Her response was about home, and about herself, and a fund of worldly wisdom.
“I don’t have any images as inspiring but still there are few images which I often see when I feel bored and jobless. Few images remind my home town which I miss every moment when I’m in Bengaluru.
The above image was taken at Pondicherry beach. Though this place was nearly 99% ruined by Tsunami and Thane cyclone the remaining building, wooden houses for tourist and beach resort are still eye catching even today. Sea shore is one place where I can never take off my eye. The way each time waves hits the rock and move back and also the way sand moves along with sea water into the sea is the best experience and happiest scene that I would like to see throughout my life time. This scene always remind me one basic rule of life that everyone should follow in their life i.e., ‘never give up in life’ . this is the only thought that keeps on going inside my mind. I have also heard from my elders that sea never holds any unwanted things inside it, it will always give it out… This is another reason why I liked this image and often like seeing it…”

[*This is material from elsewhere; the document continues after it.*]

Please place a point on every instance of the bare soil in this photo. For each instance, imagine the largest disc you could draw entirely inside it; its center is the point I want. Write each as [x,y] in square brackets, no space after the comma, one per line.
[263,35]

I will remember Sevanthi Murugaiyyan for many things. For fire in the belly. For trying. For speaking unexpectedly, out of the silence. For returning the abstract love I attempt to send out to my students through my stories and my questions, never very sure if it is worth anything, with bits and pieces of her own story. She said yes to writing so often, when others were merely unwilling or compelled. I choose to remember her for the many times she said yes, not for the heavy, final no with which she ended her life three weeks ago. Personal reasons, they said.
One newspaper reported it, and even their ungainly terseness is shot through with the compressed pathos of her going. When people you know yap without reservation about merit, and how “they” are taking away what is “yours,” maybe you should remember this girl’s story. Remember, perhaps, the loneliness of those who struggle against odds greater than you can ever know, and how little the abstract mercy of our system can help those who fight hard and grow weary. Practice the small humility that can come from knowing.
Arul Mani is a Reader in the English Department at St. Joseph’s College, Bengaluru.